• Bmc Neurosci · Jan 2008

    Comparative Study Clinical Trial

    Electrophysiological correlates of selective attention: a lifespan comparison.

    • Viktor Mueller, Yvonne Brehmer, Timo von Oertzen, Shu-Chen Li, and Ulman Lindenberger.
    • School of Psychology, Saarland University, Im Stadtwald 1, 66123 Saarbrücken, Germany. vmueller@mpib-berlin.mpg.de
    • Bmc Neurosci. 2008 Jan 31; 9: 18.

    BackgroundTo study how event-related brain potentials (ERPs) and underlying cortical mechanisms of selective attention change from childhood to old age, we investigated lifespan age differences in ERPs during an auditory oddball task in four age groups including 24 younger children (9-10 years), 28 older children (11-12 years), 31 younger adults (18-25), and 28 older adults (63-74 years). In the Unattend condition, participants were asked to simply listen to the tones. In the Attend condition, participants were asked to count the deviant stimuli. Five primary ERP components (N1, P2, N2, P3 and N3) were extracted for deviant stimuli under Attend conditions for lifespan comparison. Furthermore, Mismatch Negativity (MMN) and Late Discriminative Negativity (LDN) were computed as difference waves between deviant and standard tones, whereas Early and Late Processing Negativity (EPN and LPN) were calculated as difference waves between tones processed under Attend and Unattend conditions. These four secondary ERP-derived measures were taken as indicators for change detection (MMN and LDN) and selective attention (EPN and LPN), respectively.
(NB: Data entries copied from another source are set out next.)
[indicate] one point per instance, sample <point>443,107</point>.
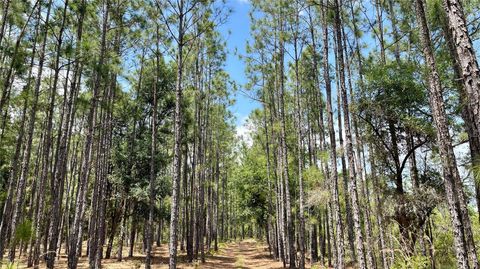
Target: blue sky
<point>236,32</point>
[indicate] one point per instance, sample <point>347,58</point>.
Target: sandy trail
<point>247,254</point>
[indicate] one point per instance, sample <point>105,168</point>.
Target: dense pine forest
<point>121,145</point>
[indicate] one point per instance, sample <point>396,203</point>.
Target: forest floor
<point>247,254</point>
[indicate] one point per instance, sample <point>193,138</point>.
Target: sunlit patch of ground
<point>247,254</point>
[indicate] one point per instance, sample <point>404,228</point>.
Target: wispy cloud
<point>244,130</point>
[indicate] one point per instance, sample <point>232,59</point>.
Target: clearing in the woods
<point>243,254</point>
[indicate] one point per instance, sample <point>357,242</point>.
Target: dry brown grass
<point>247,254</point>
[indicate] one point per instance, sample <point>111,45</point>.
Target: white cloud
<point>244,131</point>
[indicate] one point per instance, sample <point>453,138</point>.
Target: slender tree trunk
<point>444,141</point>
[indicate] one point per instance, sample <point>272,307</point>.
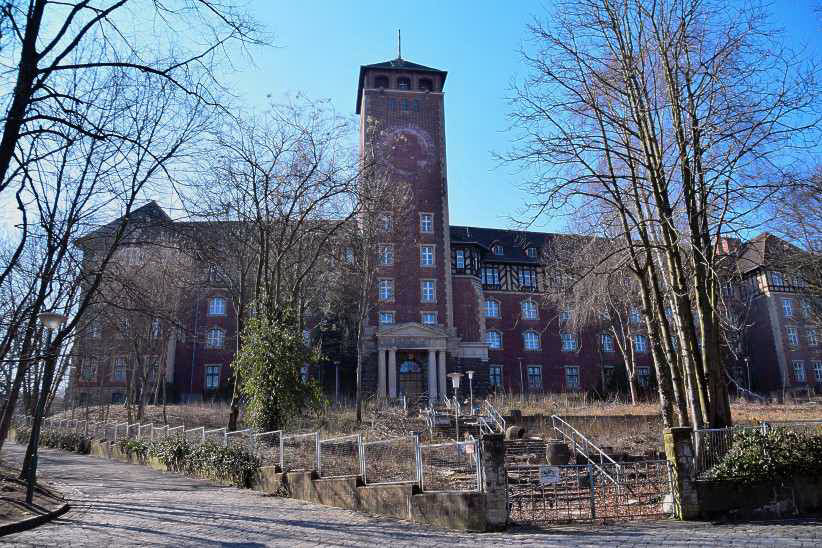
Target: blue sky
<point>321,44</point>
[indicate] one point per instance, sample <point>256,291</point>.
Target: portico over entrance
<point>411,360</point>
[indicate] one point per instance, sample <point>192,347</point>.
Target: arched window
<point>215,338</point>
<point>216,306</point>
<point>491,308</point>
<point>529,310</point>
<point>530,340</point>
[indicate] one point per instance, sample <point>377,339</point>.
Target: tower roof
<point>398,64</point>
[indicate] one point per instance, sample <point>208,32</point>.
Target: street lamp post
<point>455,383</point>
<point>51,321</point>
<point>471,389</point>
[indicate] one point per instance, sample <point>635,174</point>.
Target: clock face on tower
<point>408,150</point>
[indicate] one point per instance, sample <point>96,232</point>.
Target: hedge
<point>778,454</point>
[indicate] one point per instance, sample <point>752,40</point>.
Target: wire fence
<point>391,461</point>
<point>299,451</point>
<point>267,448</point>
<point>583,493</point>
<point>340,457</point>
<point>712,444</point>
<point>453,466</point>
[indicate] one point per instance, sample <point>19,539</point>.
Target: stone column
<point>432,375</point>
<point>494,481</point>
<point>441,361</point>
<point>679,450</point>
<point>392,372</point>
<point>381,373</point>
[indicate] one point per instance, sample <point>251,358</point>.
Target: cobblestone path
<point>115,504</point>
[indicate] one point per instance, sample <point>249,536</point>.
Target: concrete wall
<point>766,500</point>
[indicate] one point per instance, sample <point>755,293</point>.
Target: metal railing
<point>587,449</point>
<point>391,461</point>
<point>492,412</point>
<point>299,451</point>
<point>340,457</point>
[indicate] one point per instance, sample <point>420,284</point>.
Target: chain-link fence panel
<point>391,461</point>
<point>340,457</point>
<point>450,466</point>
<point>266,446</point>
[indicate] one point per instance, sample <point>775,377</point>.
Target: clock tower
<point>402,117</point>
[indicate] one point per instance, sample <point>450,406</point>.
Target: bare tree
<point>667,121</point>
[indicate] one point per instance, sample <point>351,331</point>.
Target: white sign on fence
<point>548,474</point>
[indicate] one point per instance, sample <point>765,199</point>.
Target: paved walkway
<point>115,504</point>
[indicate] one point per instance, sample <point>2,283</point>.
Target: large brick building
<point>457,298</point>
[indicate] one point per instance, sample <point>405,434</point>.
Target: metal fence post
<point>592,491</point>
<point>418,459</point>
<point>317,450</point>
<point>361,456</point>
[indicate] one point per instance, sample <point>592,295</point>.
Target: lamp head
<point>455,379</point>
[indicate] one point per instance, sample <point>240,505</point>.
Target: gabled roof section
<point>513,242</point>
<point>398,64</point>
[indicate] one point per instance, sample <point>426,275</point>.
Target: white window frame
<point>426,219</point>
<point>214,309</point>
<point>643,375</point>
<point>489,335</point>
<point>529,309</point>
<point>385,290</point>
<point>572,372</point>
<point>793,336</point>
<point>424,297</point>
<point>798,366</point>
<point>569,342</point>
<point>536,387</point>
<point>212,340</point>
<point>119,363</point>
<point>428,256</point>
<point>207,376</point>
<point>606,342</point>
<point>496,303</point>
<point>525,344</point>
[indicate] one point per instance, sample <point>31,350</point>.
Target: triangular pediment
<point>410,329</point>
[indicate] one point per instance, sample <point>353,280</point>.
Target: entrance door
<point>411,377</point>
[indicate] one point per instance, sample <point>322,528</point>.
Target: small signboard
<point>548,474</point>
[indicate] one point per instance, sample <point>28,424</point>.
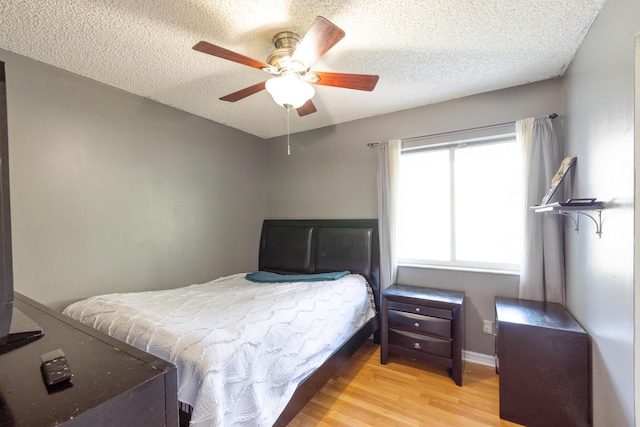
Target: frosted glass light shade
<point>289,91</point>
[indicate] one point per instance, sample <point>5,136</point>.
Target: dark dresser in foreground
<point>114,384</point>
<point>544,364</point>
<point>423,323</point>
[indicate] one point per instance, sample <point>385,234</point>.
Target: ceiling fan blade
<point>349,81</point>
<point>307,108</point>
<point>243,93</point>
<point>220,52</point>
<point>321,37</point>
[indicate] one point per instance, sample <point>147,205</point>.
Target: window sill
<point>464,269</point>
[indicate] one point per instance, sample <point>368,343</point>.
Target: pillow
<point>269,277</point>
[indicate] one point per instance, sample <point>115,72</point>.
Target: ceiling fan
<point>289,65</point>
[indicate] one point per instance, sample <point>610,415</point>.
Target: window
<point>460,204</point>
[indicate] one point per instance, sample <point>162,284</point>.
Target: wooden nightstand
<point>423,323</point>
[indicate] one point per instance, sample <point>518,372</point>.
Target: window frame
<point>497,134</point>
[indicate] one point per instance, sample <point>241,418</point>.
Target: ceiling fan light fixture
<point>289,91</point>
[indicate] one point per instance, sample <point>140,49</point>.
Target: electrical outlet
<point>487,327</point>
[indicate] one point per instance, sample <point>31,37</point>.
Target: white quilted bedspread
<point>241,348</point>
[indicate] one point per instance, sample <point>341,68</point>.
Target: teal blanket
<point>268,277</point>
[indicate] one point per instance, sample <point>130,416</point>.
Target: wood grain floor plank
<point>403,393</point>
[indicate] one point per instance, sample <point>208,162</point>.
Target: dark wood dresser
<point>114,384</point>
<point>423,323</point>
<point>544,364</point>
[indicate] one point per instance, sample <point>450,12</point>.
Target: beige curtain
<point>542,270</point>
<point>388,175</point>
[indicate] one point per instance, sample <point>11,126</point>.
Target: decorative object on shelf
<point>572,208</point>
<point>564,168</point>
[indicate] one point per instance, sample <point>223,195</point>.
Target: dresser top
<point>399,292</point>
<point>535,313</point>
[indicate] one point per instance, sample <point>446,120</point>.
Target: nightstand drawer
<point>421,343</point>
<point>420,324</point>
<point>419,309</point>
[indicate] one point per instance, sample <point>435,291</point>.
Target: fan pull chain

To examine lifespan age differences, the derived difference-wave components for attended (MMN and LDN) and deviant (EPN and LPN) stimuli were specifically compared across the four age groups.ResultsBoth primary and secondary ERP components showed age-related differences in peak amplitude, peak latency, and topological distribution. The P2 amplitude was higher in adults compared to children, whereas N2 showed the opposite effect. P3 peak amplitude was higher in older children and younger adults than in older adults. The amplitudes of N3, LDN, and LPN were higher in older children compared with both of the adult groups. In addition, both P3 and N3 peak latencies were significantly longer in older than in younger adults. Interestingly, in the young adult sample P3 peak amplitude correlated positively and P3 peak latency correlated negatively with performance in the Identical Picture test, a marker measure of fluid intelligence.ConclusionThe present findings suggest that patterns of event-related brain potentials are highly malleable within individuals and undergo profound reorganization from childhood to adulthood and old age.